Reverse Engineering Automation - Minimizing the Noise

I'm a lazy reverse engineer. For big binaries, sometimes I try to minimize the noise and automate labelling the uninteresting functions

"Beep, start broadcasting on channel 5"

"STARTING BROADCAST ON CHANNEL 5"

"This is for anyone out there listening. Not all is lost yet, so long as we continue hacking. Every little bit of knowledge could help push humanity back into control over the robots. That being said, I'll just get right to it. I just hope I'm not the only one left."

Especially because I'm lazy.

When reverse engineering, I have found myself repeating various actions. For big binary files, there can be a fair amount of code that isn't related much to functionality or interesting at all. For those functions, I have made some attempts to automate the labelling process and will discuss my strategies below.
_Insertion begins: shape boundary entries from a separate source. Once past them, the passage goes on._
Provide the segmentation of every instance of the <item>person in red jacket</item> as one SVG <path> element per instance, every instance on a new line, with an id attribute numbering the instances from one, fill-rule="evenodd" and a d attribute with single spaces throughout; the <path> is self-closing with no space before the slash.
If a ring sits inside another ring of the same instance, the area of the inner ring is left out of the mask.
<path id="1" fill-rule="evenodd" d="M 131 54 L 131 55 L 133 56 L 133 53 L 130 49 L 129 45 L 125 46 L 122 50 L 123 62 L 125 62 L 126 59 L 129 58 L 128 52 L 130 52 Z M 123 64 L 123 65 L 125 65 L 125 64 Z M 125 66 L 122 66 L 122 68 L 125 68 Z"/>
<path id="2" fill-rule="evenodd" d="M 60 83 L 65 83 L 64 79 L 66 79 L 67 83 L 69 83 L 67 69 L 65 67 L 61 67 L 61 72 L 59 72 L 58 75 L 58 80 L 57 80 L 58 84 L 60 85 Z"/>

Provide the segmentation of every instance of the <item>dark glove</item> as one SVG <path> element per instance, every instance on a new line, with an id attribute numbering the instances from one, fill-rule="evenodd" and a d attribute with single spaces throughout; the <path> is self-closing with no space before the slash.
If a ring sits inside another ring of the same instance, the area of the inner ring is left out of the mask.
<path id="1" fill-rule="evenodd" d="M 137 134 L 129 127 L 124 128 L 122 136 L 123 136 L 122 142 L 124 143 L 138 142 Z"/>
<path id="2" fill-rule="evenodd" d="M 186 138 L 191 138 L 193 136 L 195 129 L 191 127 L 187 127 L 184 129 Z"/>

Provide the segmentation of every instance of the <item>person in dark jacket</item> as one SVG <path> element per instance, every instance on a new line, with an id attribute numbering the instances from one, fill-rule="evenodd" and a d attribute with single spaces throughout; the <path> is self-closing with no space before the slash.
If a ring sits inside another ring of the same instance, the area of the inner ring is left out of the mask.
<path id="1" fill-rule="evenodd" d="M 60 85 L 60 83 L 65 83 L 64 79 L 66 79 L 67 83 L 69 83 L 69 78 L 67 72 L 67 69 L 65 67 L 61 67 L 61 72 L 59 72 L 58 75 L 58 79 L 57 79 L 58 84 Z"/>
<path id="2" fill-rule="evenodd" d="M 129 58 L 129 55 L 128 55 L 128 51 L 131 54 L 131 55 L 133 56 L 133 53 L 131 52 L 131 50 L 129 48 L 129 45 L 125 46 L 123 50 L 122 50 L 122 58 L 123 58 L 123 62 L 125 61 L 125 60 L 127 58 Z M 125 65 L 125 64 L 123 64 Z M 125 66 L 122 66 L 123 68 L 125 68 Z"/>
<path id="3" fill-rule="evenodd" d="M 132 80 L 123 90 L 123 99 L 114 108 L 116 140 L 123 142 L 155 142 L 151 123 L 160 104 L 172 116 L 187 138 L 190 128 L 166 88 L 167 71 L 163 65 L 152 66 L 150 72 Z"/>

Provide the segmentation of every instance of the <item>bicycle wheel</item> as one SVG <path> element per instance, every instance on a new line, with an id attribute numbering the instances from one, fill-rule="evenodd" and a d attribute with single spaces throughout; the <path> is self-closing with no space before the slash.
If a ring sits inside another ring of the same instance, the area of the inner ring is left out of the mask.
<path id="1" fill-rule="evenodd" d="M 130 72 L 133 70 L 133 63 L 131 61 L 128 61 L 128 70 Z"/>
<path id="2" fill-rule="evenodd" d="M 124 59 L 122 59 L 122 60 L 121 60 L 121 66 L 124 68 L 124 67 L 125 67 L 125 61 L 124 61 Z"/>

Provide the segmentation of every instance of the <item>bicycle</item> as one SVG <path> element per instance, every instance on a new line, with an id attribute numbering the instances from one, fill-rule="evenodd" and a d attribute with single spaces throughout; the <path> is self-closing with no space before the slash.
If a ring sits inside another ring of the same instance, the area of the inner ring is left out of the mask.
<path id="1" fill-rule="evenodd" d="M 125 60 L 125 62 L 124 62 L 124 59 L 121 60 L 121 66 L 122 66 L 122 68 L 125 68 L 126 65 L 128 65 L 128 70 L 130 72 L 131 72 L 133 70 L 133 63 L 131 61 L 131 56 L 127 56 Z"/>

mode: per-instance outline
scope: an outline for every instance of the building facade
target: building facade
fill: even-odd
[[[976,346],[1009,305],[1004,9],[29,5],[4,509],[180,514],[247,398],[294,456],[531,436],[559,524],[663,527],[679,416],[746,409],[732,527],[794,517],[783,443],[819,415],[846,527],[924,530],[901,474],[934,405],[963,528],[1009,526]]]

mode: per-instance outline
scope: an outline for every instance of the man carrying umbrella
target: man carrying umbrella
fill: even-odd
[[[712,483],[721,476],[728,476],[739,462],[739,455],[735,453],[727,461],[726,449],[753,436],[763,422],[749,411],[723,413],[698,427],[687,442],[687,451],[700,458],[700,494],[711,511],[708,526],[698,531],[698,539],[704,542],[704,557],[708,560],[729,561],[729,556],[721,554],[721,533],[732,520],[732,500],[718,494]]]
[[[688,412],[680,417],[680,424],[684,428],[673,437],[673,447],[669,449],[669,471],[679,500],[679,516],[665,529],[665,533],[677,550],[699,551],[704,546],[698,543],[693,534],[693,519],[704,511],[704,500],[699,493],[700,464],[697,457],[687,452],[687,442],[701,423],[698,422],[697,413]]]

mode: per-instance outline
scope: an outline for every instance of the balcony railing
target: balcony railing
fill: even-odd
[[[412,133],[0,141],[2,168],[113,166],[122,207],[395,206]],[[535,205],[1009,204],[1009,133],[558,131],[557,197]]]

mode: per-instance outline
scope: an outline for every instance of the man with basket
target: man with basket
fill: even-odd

When doing this, we have to understand that we are making assumptions and as a result of our automation, we may have false positives and miss what we are interested in looking for.

Imagine you are a paleontologist digging for bones. You could dig with a shovel and scratch at the surface bit-by-bit, but you could also speed up the process with some construction equipment to dig more quickly. With the construction equipment, what you gain in speed, you might also do some damage to those sweet, sweet dinosaur bones.

So it's a trade-off between speed and accuracy. To help in this area, we can limit our automation to only apply to very simple scenarios.

These automation strategies can be implemented in your disassembler framework API of choice, so the code examples will be presented in a generic pseudo-code.

Labelling functions that immediately return

Imagine the following decompiled code, when a function simply returns or returns a scalar value.

void FUN_1() {
    return;
}
int FUN_2() {
    return 1;
}

I typically would label FUN_1 to ret_FUN_1 and FUN_2 to ret_1_fun_2 to make the behavior obvious in my disassembler's function listing.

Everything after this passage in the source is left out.